TRENTON – Legislation sponsored by Senator Shirley K. Turner and Senator Linda R. Greenstein to establish the “Police Body Camera Implementation Task Force” to study and make recommendations on the use of body cameras by certain law enforcement in New Jersey – including requirements for implementation and best practices for the use of the cameras – was approved today by the Senate.
The task force would be comprised of representatives of law enforcement as well as civil liberties, civil rights and victims’ rights organizations, and include legislators, mayors and the Attorney General. The group would be charged with determining the most effective method of implementing body cameras in the state and guidelines for their use. The bill (S-2649) defines a “body camera” as a camera worn by a law enforcement officer that electronically records audio and video while the officer acts in the performance of his official duties.
“Body cameras have risen to the forefront of policing strategies as a tool to help protect both police officers and the public. In communities already using body cameras, these devices have helped to make policing easier, and in many circumstances prevented unruly situations, as people’s actions and reactions are affected by knowing they are being recorded. Implemented here, they will help protect against false claims of police brutality and excess use of force,” said Senator Turner (D-Mercer/Hunterdon). “At the same time, the recordings will ensure there is accountability by officers and departments for the decisions they make in the course of their work, and will better protect the public since interactions with officers will be documented.”
Current New Jersey law requires that certain new law enforcement vehicles be equipped with video cameras or, alternatively, that certain officers wear body cameras. This bill was introduced as a means of ensuring that cameras are implemented statewide in the most effective way possible and that stakeholders have an opportunity to weigh in on and make recommendations for how a state camera policy would be implemented. Under the bill, the task force would be required to call a meeting within 7 days of appointment of its members and to report its findings and recommendations to the Governor and the Legislature no later than June 30, 2015.
“Many police departments across the country, including in New Jersey, are moving towards implementing body camera technology. As we move in this direction statewide, I believe it is necessary that we take a thoughtful and measured approach at the state level in providing guidelines for implementing and using this technology,” said Senator Greenstein (D-Mercer and Middlesex), chair of the Senate Law and Public Safety Committee. “Through the creation of this task force, we will bring together many of the interested parties to discuss the most appropriate and effective way to do this.”

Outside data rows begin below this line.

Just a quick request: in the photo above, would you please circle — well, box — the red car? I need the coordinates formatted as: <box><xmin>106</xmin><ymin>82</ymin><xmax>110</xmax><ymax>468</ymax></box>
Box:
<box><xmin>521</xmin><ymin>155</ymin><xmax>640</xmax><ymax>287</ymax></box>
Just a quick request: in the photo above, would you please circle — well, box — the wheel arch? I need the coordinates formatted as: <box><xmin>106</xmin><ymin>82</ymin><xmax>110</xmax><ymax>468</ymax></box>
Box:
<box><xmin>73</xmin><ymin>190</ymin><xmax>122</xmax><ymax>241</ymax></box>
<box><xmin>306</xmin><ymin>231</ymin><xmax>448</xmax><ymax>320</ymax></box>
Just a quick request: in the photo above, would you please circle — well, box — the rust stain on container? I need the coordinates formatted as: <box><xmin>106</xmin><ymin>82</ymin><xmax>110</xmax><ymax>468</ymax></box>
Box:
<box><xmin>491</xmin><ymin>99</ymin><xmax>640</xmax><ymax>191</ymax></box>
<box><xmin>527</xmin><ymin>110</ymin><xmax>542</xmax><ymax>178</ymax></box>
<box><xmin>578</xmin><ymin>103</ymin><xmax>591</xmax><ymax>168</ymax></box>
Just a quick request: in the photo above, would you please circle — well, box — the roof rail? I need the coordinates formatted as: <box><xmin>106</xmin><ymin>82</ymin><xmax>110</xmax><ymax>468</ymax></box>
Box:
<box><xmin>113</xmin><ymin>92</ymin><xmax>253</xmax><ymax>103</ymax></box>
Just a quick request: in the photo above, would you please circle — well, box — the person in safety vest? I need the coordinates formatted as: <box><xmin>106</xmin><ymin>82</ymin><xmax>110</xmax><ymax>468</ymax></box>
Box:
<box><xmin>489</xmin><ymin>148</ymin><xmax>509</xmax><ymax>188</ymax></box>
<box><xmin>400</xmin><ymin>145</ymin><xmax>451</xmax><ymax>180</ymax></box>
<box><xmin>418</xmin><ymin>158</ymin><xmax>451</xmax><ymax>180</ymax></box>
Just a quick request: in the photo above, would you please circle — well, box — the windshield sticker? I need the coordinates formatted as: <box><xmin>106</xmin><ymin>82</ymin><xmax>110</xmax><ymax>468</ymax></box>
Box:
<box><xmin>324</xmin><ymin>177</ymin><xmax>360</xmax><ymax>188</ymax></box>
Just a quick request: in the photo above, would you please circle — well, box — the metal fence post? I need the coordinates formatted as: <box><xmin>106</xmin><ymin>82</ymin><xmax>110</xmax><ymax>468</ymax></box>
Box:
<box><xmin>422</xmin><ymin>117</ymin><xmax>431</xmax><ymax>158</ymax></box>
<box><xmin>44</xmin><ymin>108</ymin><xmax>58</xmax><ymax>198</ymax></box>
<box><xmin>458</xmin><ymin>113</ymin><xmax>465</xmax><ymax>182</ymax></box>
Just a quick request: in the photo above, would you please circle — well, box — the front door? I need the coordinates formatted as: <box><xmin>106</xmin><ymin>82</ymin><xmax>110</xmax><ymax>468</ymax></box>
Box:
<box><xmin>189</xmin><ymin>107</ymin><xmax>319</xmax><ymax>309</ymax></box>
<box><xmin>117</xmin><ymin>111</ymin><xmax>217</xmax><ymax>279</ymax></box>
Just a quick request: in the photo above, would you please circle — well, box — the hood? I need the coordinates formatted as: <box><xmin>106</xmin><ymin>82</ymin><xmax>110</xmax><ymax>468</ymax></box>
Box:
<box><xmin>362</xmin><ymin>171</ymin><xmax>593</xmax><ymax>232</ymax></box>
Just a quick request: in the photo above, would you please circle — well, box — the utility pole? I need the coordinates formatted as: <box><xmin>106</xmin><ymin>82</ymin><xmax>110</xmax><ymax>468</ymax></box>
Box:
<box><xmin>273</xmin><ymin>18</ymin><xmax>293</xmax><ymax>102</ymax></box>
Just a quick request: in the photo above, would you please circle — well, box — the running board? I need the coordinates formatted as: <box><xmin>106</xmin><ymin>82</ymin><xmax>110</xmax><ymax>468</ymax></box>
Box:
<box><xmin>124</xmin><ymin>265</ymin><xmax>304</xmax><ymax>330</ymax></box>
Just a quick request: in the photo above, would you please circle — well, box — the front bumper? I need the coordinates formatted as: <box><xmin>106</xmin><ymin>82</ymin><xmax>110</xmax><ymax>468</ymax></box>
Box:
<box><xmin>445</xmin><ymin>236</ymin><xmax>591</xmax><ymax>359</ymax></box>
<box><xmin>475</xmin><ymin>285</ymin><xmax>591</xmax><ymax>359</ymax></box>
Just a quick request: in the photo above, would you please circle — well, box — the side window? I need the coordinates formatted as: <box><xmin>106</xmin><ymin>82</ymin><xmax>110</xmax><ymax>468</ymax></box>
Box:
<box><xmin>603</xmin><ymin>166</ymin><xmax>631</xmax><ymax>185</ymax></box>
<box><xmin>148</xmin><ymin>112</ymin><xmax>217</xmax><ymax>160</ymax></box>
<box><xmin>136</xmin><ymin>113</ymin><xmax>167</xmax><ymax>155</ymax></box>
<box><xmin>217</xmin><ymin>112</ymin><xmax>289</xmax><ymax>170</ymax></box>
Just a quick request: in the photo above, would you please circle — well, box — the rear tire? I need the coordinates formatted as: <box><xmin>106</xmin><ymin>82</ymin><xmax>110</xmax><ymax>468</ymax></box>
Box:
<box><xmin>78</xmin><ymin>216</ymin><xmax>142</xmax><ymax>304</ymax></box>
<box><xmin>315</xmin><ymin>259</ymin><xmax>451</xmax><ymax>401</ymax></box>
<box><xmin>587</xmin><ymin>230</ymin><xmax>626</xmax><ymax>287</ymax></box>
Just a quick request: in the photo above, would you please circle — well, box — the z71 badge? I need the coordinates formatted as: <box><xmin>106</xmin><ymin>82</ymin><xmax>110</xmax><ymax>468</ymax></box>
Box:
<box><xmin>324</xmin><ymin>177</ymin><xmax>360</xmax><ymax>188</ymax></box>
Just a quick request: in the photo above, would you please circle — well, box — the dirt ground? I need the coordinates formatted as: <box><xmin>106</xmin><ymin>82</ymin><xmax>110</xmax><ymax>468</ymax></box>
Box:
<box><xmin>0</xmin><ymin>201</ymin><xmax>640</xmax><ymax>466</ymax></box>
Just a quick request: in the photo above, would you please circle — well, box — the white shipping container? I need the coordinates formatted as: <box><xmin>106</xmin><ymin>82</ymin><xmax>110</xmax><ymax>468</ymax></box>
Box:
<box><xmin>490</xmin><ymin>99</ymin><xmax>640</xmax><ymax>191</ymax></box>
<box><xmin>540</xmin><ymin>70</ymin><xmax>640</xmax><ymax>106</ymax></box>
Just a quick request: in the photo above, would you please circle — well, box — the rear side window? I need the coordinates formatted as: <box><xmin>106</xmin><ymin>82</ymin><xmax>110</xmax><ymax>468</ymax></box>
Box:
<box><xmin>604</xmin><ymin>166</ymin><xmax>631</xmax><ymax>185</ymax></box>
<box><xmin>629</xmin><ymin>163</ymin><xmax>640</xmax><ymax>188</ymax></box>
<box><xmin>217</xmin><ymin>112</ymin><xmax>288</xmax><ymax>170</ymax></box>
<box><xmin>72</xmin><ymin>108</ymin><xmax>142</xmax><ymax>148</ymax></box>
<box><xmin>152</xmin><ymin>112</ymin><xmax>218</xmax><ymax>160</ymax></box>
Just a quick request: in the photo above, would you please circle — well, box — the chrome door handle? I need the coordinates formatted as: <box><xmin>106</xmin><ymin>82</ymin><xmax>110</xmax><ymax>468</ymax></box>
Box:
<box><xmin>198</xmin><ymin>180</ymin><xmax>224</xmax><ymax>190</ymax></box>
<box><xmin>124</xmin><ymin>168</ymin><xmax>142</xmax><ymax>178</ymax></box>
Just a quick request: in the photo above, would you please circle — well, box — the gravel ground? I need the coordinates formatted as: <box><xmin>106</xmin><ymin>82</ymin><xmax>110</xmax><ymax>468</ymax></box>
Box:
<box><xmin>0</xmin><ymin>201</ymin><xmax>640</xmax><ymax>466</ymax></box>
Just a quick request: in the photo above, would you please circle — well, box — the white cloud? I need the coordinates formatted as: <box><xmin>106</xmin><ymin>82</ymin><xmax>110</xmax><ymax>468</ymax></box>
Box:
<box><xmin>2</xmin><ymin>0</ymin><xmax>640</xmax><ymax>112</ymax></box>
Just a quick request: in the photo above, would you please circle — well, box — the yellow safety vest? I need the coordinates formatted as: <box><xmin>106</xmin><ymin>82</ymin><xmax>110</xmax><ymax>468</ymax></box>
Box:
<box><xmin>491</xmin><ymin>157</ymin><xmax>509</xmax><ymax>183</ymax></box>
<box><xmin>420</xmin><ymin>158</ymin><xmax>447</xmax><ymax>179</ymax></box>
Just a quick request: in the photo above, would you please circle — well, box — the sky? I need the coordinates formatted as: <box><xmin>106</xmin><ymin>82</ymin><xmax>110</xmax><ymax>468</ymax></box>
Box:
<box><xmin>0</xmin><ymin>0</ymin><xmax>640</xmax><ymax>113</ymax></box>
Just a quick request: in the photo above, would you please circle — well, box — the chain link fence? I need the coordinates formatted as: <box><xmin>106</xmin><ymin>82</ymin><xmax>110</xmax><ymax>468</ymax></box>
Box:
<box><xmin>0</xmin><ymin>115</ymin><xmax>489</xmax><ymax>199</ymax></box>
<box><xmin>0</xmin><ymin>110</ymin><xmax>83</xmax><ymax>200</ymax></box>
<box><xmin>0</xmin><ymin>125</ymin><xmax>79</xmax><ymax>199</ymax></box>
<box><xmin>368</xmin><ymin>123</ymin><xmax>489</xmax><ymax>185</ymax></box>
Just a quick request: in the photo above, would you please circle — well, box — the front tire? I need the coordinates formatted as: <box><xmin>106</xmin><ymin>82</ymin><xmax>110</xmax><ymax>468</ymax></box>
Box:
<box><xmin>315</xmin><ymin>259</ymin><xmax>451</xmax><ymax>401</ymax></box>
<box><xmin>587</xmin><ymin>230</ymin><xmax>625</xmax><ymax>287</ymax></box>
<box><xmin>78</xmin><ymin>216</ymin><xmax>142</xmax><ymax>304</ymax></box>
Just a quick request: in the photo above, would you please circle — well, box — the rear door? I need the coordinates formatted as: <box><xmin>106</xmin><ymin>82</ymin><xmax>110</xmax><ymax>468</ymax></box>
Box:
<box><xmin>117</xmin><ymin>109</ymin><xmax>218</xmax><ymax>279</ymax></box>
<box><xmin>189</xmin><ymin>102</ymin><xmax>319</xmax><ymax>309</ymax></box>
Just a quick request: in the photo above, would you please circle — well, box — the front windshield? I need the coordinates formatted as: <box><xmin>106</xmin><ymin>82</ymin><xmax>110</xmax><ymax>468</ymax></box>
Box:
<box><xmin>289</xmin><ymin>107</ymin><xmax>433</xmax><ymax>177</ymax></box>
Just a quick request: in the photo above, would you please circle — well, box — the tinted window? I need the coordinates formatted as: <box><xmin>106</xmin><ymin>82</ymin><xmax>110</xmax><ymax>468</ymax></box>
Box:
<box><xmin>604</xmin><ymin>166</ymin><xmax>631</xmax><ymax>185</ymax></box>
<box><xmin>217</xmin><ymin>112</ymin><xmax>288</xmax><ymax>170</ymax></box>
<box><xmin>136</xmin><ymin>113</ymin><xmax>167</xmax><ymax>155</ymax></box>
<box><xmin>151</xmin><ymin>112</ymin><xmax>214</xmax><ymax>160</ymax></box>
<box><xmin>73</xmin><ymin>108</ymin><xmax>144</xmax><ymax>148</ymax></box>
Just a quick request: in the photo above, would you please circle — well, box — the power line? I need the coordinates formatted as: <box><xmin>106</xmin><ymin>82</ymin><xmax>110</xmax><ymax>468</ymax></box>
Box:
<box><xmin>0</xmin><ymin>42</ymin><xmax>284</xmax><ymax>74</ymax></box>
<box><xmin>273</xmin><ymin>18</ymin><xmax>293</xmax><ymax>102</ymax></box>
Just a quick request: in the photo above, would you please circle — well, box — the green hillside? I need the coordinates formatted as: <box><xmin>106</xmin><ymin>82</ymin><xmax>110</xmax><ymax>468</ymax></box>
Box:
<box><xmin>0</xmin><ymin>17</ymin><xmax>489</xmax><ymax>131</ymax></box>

Police Departments in cities across the country that have already implemented mandatory body cameras for their officers have seen positive results, according to statistics, the senators noted. In the first year that cameras were introduced in Rialto, California, with only 50 percent of their police force wearing body cameras, citizen complaints dropped by 88 percent and use of force incidents fell by more than 50 percent. The entire department is now outfitted with body-mounted cameras. Mesa, Arizona receives more than three times as many complaints against officers who are not wearing cameras to those who are using the technology. The Cape May County Sheriffs Office began using body cameras in 2012 and saw an 80 percent decrease in inmate complaints at the county jail, according to a published report. At least 20 police departments in New Jersey are currently using body cameras, according to a news report.
“There is no doubt that body cameras are beneficial to both law enforcement and residents. I am encouraged that police departments in New Jersey are already beginning to use the technology and that city leadership in Trenton, as well as Jersey City, Paterson and Newark have plans to utilize it within in their departments,” said Senator Turner. “I am entirely committed to the implementation of body cameras statewide. This comprehensive group of law enforcement, civil rights groups, and victims’ rights advocates, among others, can help us to develop the most effective and practical approach for broadening the use of police body cameras to alleviate public fears, build trust and ultimately, creating safer communities.”
The 17-member task force would be comprised of the following members: (1) the Chair of the Senate Law and Public Safety Committee; (2) the Chair of the Assembly Law and Public Safety Committee; (3) a member appointed by the Senate Minority Leader; (4) a member appointed by the Assembly Minority Leader; (5,6) Two mayors appointed by the President of the New Jersey League of Municipalities, representing an urban and suburban community, respectively; (7) the Attorney General or a designee, who shall serve ex officio; (8) the New Jersey Public Defender or a designee, who shall serve ex officio; (9) a representative of the New Jersey State Policemen’s Benevolent Association, Inc.; (10) a representative of the New Jersey Fraternal Order of Police; (11) a representative of the New Jersey State Association of Chiefs of Police; (12) a representative of the of the County Prosecutors’ Association of New Jersey; (13) the Executive Director of the American Civil Liberties Union of New Jersey; (14) a representative of the Police Institute at the Rutgers School of Criminal Justice; (15) a representative of the National Association for the Advancement of Colored People; (16) a public member appointed by the Governor who is a law enforcement officer in a municipality that currently utilizes police body cameras; and (17) a public member appointed by the Governor who is a victims’ rights advocate.
The bill was approved by a vote of 37-0.